Режиссер из Санкт-Петербурга Людмила Федорова выстроила пьесы в порядке, который можно объяснить хронологией: в «Скупом рыцаре» изображено Средневековье, в «Каменном госте» — Возрождение, в «Моцарте и Сальери» - эпоха Просвещения. Но как человек во все века один и тот же, так и в спектакле ход исторического времени — скорее условность, необходимая для движения действия.
Каждая новелла развивает мысль о гибельности пороков, но герои — воплощенные одновременно актерами и куклами — предстают отнюдь не плоскими выразителями идей. Так, Дон Гуан (Михаил Каданин) при всей своей развязности смотрится добродушным повесой, и зритель вполне готов сочувствовать его любви к донне Анне: может, к развратнику в кои-то веки пришло настоящее чувство? А Моцарт (Григорий Вахрушев) с его звонким детским голоском, с беспечностью в обращении со всем и всеми — на фоне трудяги Сальери (Эдуард Кокарев), ищущего алгебру в гармонии, выглядит едва ли не глупым баловнем судьбы. Ну как тут не позавидовать?..
В спектакле возможности воронежских артистов использованы на полную катушку: много «живого плана» плюс целый отряд кукол, сделанных с большим вниманием к символическим деталям (художник — Елена Белых).

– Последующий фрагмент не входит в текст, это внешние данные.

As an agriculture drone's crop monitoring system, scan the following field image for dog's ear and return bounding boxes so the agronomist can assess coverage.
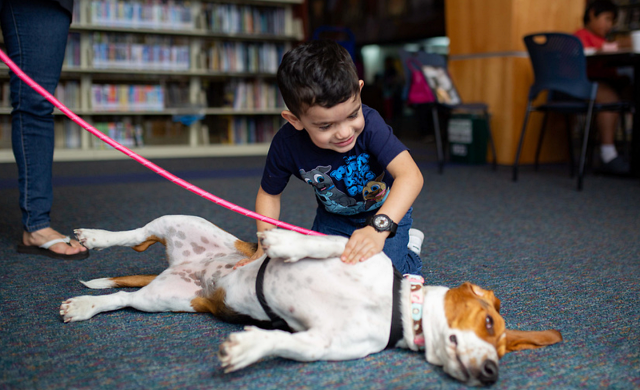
[465,282,500,313]
[498,329,562,357]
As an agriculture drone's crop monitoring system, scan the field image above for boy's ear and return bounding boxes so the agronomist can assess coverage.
[280,110,304,130]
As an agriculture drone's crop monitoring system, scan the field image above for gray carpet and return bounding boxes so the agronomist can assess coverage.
[0,148,640,389]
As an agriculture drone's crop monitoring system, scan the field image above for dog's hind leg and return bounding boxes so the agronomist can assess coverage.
[258,229,349,262]
[60,269,202,322]
[218,326,372,372]
[80,275,158,289]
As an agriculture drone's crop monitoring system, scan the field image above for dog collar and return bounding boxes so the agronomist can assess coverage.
[404,274,424,348]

У Скупого рыцаря блестят глаза-монеты, его полунищий сын Альбер состоит из веревочек-жил. Игрушечный Сальери в отличие от своего гениального визави почти не двигается... Умирая, оба Моцарта - актер и его маленькая марионетка, послушная не страсти, а божественному дару, — шагают по лестнице в небо легко, почти вприпрыжку, как бы пробегая пальцами по клавишам фортепиано. Поверх бессмертной «Лакримозы» звучит заливистый смех.
У Пушкина финалом цикла служит «Пир во время чумы» — где масштаб трагедии, вызванной человеческими немощами, переходит от личного ко всеобщему. Для кукольной постановки в Воронеже сочинили поучительный и светлый финал с песней на слова из «Заповеди» Киплинга: «Умей принудить сердце, нервы, тело тебе служить, когда в твоей груди уже давно все пусто, все сгорело и только Воля говорит: «Иди!». Прием, возможно, покажется лобовым. Особенно на контрасте с моцартовским «Реквиемом», где света тоже достаточно, но речь идет уже отнюдь не о земном. Впрочем, желание хотя бы в пределах сцены ввести антидот от страстей, губящих человека из века в век, тоже понятно.